By default, no spans will be captured and exported from the various tools mentioned above. In order to initiate collecting spans the --trace flag must be explicitly provided. For example tsh --trace ssh root@ubuntu will capture and forward all spans to the auth server for further propagation on to the telemetry backend. When the --trace flag is provided the sampling rate will be set to 1, meaning record all spans. Teleport will respect the sampling rate of remote spans, meaning that even if the configured sampling rate of Teleport is 0, when it receives a request which has a remote span already set to be sampled, then all spans in response to said request will also be sampled and exported. This allows the full trace to be captured in response to --trace even if Teleport wouldn't have otherwise sampled the spans.

We could further limit the number of spans that got exported from the Auth server by requiring the user to have a certain role. Without having the role, the Auth server would log a warning and return instead of forwarding the spans on to the telemetry backend.

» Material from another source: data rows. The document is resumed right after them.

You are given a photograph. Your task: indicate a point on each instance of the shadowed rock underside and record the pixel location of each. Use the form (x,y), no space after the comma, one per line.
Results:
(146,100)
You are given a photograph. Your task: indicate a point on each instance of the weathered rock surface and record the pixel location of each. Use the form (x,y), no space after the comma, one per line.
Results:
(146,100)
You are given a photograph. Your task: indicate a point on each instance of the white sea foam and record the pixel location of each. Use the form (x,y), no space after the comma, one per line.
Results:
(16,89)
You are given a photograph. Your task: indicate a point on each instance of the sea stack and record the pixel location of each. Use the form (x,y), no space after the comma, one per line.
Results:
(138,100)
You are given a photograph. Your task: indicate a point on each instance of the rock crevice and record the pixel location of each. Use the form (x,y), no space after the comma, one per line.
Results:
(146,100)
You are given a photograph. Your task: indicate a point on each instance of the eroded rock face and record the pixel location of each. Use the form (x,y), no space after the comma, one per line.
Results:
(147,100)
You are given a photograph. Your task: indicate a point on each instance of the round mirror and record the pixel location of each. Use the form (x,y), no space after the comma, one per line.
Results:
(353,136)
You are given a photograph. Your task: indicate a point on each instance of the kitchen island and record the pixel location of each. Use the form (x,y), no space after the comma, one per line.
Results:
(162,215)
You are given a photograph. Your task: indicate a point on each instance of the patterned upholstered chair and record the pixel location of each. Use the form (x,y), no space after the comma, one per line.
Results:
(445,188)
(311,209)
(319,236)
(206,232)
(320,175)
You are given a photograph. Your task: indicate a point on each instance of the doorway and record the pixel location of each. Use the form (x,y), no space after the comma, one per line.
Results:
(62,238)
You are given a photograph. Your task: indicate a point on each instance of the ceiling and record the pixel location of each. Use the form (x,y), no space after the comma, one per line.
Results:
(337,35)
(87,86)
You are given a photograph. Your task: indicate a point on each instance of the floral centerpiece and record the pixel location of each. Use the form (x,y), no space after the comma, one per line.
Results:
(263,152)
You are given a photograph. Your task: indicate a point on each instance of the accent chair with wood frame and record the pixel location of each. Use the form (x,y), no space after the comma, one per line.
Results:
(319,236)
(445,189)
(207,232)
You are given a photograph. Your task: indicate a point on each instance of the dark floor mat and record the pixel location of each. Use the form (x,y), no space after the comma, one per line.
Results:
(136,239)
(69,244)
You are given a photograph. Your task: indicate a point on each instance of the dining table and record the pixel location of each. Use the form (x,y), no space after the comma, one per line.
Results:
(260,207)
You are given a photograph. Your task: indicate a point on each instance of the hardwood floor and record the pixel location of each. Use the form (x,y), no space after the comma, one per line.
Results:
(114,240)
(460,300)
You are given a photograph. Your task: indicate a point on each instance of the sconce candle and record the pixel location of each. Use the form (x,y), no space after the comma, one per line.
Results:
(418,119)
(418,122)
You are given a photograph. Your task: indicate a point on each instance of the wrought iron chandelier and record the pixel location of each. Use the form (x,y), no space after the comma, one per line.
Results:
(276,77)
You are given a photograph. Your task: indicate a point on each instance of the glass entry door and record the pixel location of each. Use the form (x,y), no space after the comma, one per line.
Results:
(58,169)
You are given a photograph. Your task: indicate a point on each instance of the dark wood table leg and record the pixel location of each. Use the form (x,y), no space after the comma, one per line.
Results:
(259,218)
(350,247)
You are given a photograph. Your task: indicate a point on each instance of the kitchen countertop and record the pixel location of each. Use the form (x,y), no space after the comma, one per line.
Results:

An optional --trace-exporter flag could also be provided to allow users to direct their traces to a particular exporter. If not provided, and --trace was set then traces would be forwarded to the Auth server. Allowing users to supply their own exporter could be helpful for debugging purposes when users want to use a file exporter.

Security

Turning Teleport into a span forwarder could be misused by malicious users to potentially inject fake spans, or try and overwhelm the telemetry backend. Limiting who has the ability to exports spans to a particular role would reduce the attack surface.

All forwarded spans will have the identity that exported that spans added as the attribute teleport.forwarded.for. This will allow an upstream collectors to potentially filter out spans.

As with logging, there is a potential to leak sensitive information in the span attributes and events.

UX

Enabling tracing will be entirely opt-in by the user. When tracing is enabled it should be entirely transparent to all users. There may be some performance issues if the configured sampling rate is too high. For example, sampling 100% of the traces will cause every span originated to be recorded and exported. In a large and heavily used cluster that could result in a significant amount of data being exported.

In order to export spans from tctl, tsh and tbot they will need to forward them to the Auth server prior to the command exiting. The number of spans generated client side should be small enough that flushing all the spans prior to exit should not be noticeable to the user.